Saffron threads come from the female portion of the crocus flower (Crocus Sativus). Although saffron is expensive to buy, you can grow your own supply if you have some patience. After an initial planting of ten to twenty corms (much like bulbs), a few flowers will multiply into a good saffron harvest. Less than twenty plants will give you a good start on an ample yearly supply of saffron.
Although the crocus is famous for being one of the first flowers of spring, the saffron crocus is a fall bloomer. Crocus Sativus is hardy in zones six through nine, and thrives in full sun with rich, well-drained soil. It also prefers a sheltered location. Avoid windy spots, or areas that stay wet in the heat of summer, around downspouts or at the bottom of slopes. Purchase corms and plant them four inched deep and about four to six inches apart in late spring to early summer. A favorite of gophers, crocus should be protected with a mesh enclosure or other varmint resistant device. Years where there is a long, hot summer will give you the best harvest.
The saffron crocus will send up flowers in late September to early October that will last for about three weeks. A good bloomer, look for upright, spiky lavender blossoms of about four to five inches with long red stigmas. These red stigmas are the saffron.

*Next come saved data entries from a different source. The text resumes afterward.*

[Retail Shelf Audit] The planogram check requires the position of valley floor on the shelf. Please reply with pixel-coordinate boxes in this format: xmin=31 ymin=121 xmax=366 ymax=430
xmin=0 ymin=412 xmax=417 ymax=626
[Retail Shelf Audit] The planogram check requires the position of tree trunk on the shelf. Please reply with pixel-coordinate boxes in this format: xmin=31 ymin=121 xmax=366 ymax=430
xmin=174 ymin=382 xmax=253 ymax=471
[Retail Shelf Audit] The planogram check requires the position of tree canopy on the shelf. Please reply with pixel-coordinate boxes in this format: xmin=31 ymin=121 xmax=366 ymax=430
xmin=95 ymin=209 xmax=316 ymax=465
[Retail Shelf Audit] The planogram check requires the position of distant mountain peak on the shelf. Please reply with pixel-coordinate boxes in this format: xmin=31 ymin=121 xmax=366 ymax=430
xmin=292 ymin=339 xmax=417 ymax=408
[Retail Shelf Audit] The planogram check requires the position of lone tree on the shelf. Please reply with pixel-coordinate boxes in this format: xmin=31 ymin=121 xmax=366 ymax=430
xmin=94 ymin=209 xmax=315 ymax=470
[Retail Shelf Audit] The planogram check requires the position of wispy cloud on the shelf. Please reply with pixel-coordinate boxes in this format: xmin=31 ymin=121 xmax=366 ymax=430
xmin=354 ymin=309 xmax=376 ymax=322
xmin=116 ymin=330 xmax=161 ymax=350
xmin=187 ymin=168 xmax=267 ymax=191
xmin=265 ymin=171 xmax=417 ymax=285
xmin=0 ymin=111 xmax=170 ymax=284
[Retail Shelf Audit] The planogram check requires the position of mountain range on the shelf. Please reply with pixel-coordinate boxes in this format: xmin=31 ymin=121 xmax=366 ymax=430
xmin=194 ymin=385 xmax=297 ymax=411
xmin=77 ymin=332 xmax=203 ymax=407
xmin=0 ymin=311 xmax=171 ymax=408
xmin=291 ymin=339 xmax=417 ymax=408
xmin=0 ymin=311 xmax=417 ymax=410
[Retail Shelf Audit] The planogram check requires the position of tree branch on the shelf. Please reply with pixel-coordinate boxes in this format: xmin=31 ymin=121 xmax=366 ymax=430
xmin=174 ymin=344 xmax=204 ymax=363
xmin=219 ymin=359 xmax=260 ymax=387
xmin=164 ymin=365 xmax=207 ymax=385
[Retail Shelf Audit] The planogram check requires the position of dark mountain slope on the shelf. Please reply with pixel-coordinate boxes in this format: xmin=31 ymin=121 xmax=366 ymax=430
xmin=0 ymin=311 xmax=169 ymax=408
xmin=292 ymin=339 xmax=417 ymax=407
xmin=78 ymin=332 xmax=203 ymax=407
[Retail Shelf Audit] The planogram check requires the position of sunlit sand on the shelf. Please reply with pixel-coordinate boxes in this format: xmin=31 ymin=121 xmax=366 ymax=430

After what can be a delay of months, the crocus will produce narrow grass-like leaves that will generate nourishment for the plant. These leaves will persist for 9 to 12 weeks and then vanish until the next blooming. Be careful not to destroy the leaves prematurely.
The saffron crocus will grow additional corms from the mother plant. After three years, the corms can be dug up (during the summer when the plant is dormant), divided, and replanted. Break off the smaller outer corms from the mother plant and replant them in a separate location or at a distance of four to six inches from other plantings. Periodic thinning of the corms, at lease once every six years, will keep your crocus plants healthy and blooming well.
Three red stigmas occur in each bloom and should be harvested in the morning when the flowers have fully opened. Carefully remove them from the flower with tweezers and dry them in a dehydrator or in a warm dark location. To avoid spoilage, give your saffron plenty of time to dry and store it in a dark, tightly capped container.
Now that you have a reliable supply of saffron, you can explore additional uses for this delicately flavored and useful spice. Beyond the traditional rice dishes, saffron can be used in meat and fish recipes, as well as in soups, breads, and cakes. It makes a relaxing addition to tea, and can help settle an upset stomach.
Historically, saffron was used as a fabric dye, hair dye, an aphrodisiac, and as an ingredient in perfume. In your kitchen, homegrown saffron can help you create memorable meals at a fraction of the cost of its commercially available counterpart.